The Nuclear Energy Agency (NEA) of the Organisation for Economic Cooperation and Development paints a healthy growing demand for uranium, especially in the longer term, and the World Nuclear Association reckons that where mine supply was about 44,000 tonnes (about 20% each from Canada, Kazakhstan and Australia) in 2008, demand is likely to increase to 74,000 tonnes by 2015. Most, if not all, of the gap, would need to be filled by increased mine production.
This is all very well and cheery, but equity pricing indicates that investors are hardly happy with potentially fuzzy estimates, and the timeframes involved. On the contrary, investors have been taking uranium equities profits off the table, and pushing them into hotter near term stories such as coal and iron ore.
Pricing for Australia-listed Extract Resources peaked out in mid-2009, after its Rössing South discovery in Namibia proved to be the story of the year, or two. Namibia's more recent potential was startlingly highlighted by the August 2007 purchase by French transnational Areva for USD 2.5bn of Uramin, for the Trekkopje in-build mine.

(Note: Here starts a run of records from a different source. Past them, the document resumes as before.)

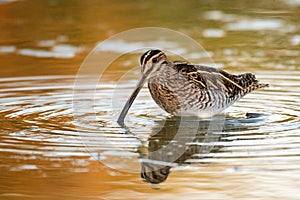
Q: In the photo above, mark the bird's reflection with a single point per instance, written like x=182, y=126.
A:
x=174, y=141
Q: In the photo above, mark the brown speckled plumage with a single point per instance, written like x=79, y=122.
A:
x=182, y=88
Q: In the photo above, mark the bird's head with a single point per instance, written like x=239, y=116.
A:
x=152, y=61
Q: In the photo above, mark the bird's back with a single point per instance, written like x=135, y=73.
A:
x=197, y=89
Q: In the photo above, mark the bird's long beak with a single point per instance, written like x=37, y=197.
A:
x=131, y=99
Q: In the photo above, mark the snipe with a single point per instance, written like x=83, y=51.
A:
x=181, y=88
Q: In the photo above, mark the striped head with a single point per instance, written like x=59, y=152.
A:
x=152, y=60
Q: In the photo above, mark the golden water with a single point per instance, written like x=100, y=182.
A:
x=48, y=153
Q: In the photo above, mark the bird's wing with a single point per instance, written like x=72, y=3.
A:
x=209, y=78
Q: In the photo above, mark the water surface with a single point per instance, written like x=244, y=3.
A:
x=48, y=152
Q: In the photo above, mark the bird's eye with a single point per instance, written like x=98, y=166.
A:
x=154, y=60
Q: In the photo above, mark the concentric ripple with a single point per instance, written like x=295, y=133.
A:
x=260, y=132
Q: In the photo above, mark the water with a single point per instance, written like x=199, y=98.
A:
x=49, y=150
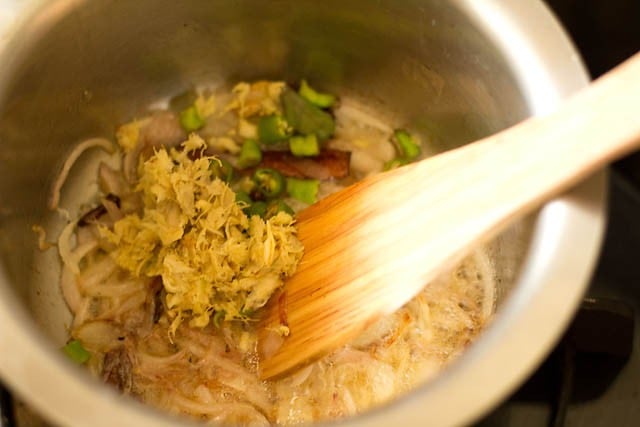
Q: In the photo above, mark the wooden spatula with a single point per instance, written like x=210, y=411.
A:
x=373, y=246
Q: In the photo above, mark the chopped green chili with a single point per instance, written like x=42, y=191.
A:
x=269, y=182
x=76, y=352
x=276, y=206
x=250, y=154
x=395, y=163
x=322, y=100
x=221, y=169
x=273, y=128
x=257, y=208
x=306, y=118
x=305, y=190
x=302, y=146
x=409, y=149
x=190, y=120
x=218, y=318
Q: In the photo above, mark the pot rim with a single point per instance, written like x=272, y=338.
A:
x=561, y=258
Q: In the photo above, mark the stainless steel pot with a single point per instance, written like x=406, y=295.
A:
x=455, y=70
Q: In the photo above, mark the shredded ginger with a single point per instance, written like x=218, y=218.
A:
x=212, y=258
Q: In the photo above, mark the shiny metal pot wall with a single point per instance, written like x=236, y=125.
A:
x=454, y=71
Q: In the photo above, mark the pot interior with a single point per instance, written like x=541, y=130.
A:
x=87, y=68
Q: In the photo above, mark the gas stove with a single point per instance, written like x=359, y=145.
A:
x=592, y=378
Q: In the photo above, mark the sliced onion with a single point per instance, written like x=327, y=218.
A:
x=105, y=144
x=100, y=335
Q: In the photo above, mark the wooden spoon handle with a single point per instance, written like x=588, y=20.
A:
x=372, y=247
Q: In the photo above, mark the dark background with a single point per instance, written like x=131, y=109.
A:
x=592, y=378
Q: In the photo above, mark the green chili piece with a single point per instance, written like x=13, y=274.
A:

At the time of the takeover, Ian Stalker was at the helm at Uramin; in November 2009 he moved from London-listed Niger Uranium to bourse companion Berkeley Resources, which currently ranks as one of the world's top performing uranium stocks. Berkeley has an impressive uranium oxide resource at its Spanish projects; analysts familiar with the company reckon the resources will potentially expand several fold in 2010 as Berkeley moves onto the Toronto Stock Exchange, and into production at around 2m pounds a year by 2012
Berkeley's Salamanca project would be the restart of an old mine, one shut down in 2000 by Spanish state company ENUSA following sustained low uranium prices. Relative to other projects with a similar deposit base, Salamanca rates as very low cost on capital expenditure, with operating expenditure likely to be around USD 30/lb.
There are also good performing stocks in Australia's Summit Resources, which, however, is also invested other areas such as vanadium, iron ore and phosphate resources, and Impact Minerals, with tenement holdings in Australia and Africa, a portfolio of six projects with the potential for economic deposits of nickel and significant deposits of gold and uranium.
And there are also Canada's Fronteer (whose various interests include 100% of Aurora Energy), and Mindax, but with a diversified portfolio of iron, uranium, gold and copper projects in Western Australia's Yilgarn Craton, and East Asia Minerals, where the main investor attraction appears to be in gold and copper, and London's Obtala, which is also diversified.
Uranium remains a big story in Namibia. Major miner Rio Tinto, which has long operated the original Rössing mine, has stakes in Extract, and also Kalahari Minerals, which holds 38.85% of Extract. Good stock price gains have also come from NWT Uranium, which holds 34.06% of Niger Uranium, which in turn owns 15.06% of Kalahari Minerals. Polo Resources has also taken a stake in Extract.
Paladin commissioned Namibia's Langer Heinrich in 2007 on time and on budget, and continues with the process of ramping production to what could amount to 6m pounds of uranium a year, at a cash cost of USD 25/lb, by the second half of this year. Further names active in Namibia include Australia- and Namibia-listed Deep Yellow, which has delivered one set of solid drilling results after another; Forsys, proceeding to the mining stage at Valencia; Bannerman, with Etango, Xemplar, West Australian Metals, Pitchstone Exploration, and Toro Energy.
Paladin owns 20% of Deep Yellow and 20% of NGM Resources, which holds agreements covering uranium exploration projects in Niger, and metal exploration projects in Madagascar. Mantra Resources holds a uranium resource in southern Tanzania, across the border from recentlyKayelekera mine in Malawi, owned and operated by opened Paladin.